Dubai’s transportation agency chief announced Monday at the World Government Summit that human-ferrying drones would begin transporting people across the city’s iconic skyline in July, according to the Associated Press. the government has “actually experimented with this vehicle flying in Dubai’s skies” already, Mattar al-Tayer told the Associated Press. It was not clear how much each ride will cost. The drone can carry a single passenger weighing up to 220 pounds and a small suitcase for 30 minutes. The traveler climbs into the drone and inputs a destination within 31 miles, then takes to the sky at a speed of 62 mph. The drone is monitored via a control room.

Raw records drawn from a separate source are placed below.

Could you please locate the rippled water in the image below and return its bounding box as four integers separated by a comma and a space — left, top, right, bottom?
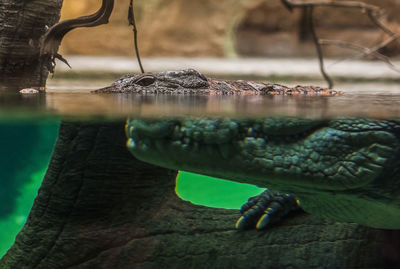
0, 78, 400, 260
0, 81, 400, 119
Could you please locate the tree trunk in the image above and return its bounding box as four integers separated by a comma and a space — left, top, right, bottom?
0, 122, 399, 269
0, 0, 62, 90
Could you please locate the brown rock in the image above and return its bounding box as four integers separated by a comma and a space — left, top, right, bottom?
0, 122, 399, 269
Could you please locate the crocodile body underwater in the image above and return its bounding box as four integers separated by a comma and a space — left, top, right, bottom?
126, 118, 400, 229
95, 69, 400, 229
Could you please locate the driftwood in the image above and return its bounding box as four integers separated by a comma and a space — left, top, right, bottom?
40, 0, 114, 73
0, 122, 399, 269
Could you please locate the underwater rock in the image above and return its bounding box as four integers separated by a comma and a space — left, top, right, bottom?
0, 122, 400, 269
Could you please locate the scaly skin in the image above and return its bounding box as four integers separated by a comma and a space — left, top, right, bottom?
93, 69, 341, 96
95, 69, 400, 229
126, 118, 400, 229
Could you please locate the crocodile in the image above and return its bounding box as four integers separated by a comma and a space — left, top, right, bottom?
93, 69, 342, 96
96, 70, 400, 229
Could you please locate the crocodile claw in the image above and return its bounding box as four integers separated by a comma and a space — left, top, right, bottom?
235, 187, 300, 230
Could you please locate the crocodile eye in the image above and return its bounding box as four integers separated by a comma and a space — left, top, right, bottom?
135, 75, 156, 86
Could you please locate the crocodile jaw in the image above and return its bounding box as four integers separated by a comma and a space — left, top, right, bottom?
126, 118, 400, 229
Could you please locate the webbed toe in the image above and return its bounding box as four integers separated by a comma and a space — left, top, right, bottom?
235, 190, 300, 230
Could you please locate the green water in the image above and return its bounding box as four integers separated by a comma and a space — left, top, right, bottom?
0, 121, 262, 257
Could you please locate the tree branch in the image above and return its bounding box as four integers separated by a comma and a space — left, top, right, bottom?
281, 0, 400, 88
40, 0, 114, 73
128, 0, 144, 73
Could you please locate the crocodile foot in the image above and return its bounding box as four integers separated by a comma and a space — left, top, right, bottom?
235, 190, 300, 230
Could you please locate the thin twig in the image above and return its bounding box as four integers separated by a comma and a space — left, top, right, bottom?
128, 0, 144, 73
281, 0, 400, 87
306, 6, 333, 89
319, 39, 400, 73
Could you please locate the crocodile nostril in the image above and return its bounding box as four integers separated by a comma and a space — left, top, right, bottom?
135, 75, 156, 87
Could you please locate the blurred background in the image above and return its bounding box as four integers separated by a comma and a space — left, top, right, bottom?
61, 0, 400, 57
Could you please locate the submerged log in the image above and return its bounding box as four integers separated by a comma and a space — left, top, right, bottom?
0, 122, 399, 269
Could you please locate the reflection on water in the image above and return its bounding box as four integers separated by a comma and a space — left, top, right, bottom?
0, 79, 400, 264
0, 82, 400, 119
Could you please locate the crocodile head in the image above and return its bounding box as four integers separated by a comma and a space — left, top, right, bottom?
94, 69, 209, 94
126, 118, 400, 228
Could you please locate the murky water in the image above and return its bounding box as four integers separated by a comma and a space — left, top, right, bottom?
0, 81, 400, 119
0, 81, 400, 264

The drone takes off from and lands at predetermined points and uses a camera to ensure a safe landing. If the drone malfunctions or disconnects from 4G mobile service, it promises to land immediately at the nearest safe location, the company says. The drone is the brainchild of a Chinese company called EHang and was trotted out to spectators at the International CES technology show in January last year. The following July, officials in Nevada revealed plans to begin testing the drone with hopes of eventually winning the approval of federal regulators.


The drone is the latest example of how the government of Dubai has jumped on new technology to shuttle people in the city. Officials there have begun working on a Hyperloop high-speed highway that could propel people and cargo in floating capsules at airplane-like speeds. EHang isn’t the first personalized air transport in Dubai. Uber offered a helicopter service during the Grand Prix auto race there in November 2015 at a price of $600 per seat. The company has since partnered with a tour company to provide Uber Chopper service.

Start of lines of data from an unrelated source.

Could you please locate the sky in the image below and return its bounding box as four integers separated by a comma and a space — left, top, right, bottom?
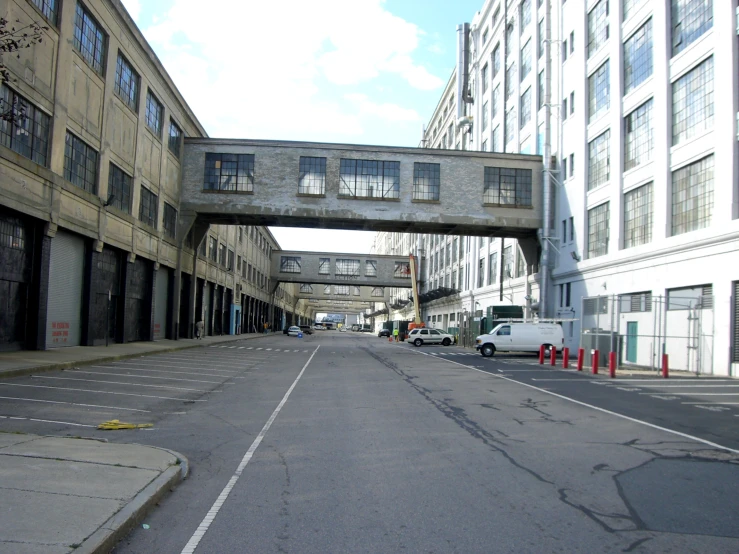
123, 0, 483, 254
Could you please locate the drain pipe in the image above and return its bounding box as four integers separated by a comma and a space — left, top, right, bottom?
539, 0, 552, 319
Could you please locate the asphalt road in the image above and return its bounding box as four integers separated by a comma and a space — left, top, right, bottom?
0, 331, 739, 554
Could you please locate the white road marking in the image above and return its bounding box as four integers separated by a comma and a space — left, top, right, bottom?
0, 416, 97, 429
31, 375, 210, 392
0, 387, 150, 414
182, 345, 321, 554
0, 382, 207, 398
410, 352, 739, 454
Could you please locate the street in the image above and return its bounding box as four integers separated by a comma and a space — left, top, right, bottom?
0, 331, 739, 554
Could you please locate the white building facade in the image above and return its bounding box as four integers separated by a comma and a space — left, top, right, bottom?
408, 0, 739, 375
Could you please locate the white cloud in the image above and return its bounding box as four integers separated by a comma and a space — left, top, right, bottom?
141, 0, 443, 142
123, 0, 141, 21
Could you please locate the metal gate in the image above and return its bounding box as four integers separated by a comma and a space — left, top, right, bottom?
46, 231, 85, 348
154, 266, 171, 340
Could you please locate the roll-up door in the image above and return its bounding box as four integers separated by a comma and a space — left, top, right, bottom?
46, 231, 85, 348
734, 281, 739, 363
154, 266, 170, 340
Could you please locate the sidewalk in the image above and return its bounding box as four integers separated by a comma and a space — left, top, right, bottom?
0, 433, 187, 554
0, 333, 273, 379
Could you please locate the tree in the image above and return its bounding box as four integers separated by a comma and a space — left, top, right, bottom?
0, 17, 49, 125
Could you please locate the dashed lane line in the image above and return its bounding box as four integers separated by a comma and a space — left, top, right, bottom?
181, 345, 320, 554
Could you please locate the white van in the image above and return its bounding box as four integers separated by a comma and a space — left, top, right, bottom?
475, 323, 565, 357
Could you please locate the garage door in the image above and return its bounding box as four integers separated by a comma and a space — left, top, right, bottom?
154, 266, 170, 340
46, 231, 85, 348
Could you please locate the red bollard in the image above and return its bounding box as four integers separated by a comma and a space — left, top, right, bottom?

Officials from EHang say all movements and functions of the drone will be monitored by people in a “Command and Control Center” on the ground around the drone. The person inside the aircraft will also be able to communicate with the command center if needed. Last year, EHang signed an agreement with officials in the western state of Nevada to conduct test flights of the EHang 184. Nevada operates a testing center in cooperation with the U.S. Federal Aviation Administration, or FAA. The goal is to get FAA approval for the EHang 184 to fly in the United States.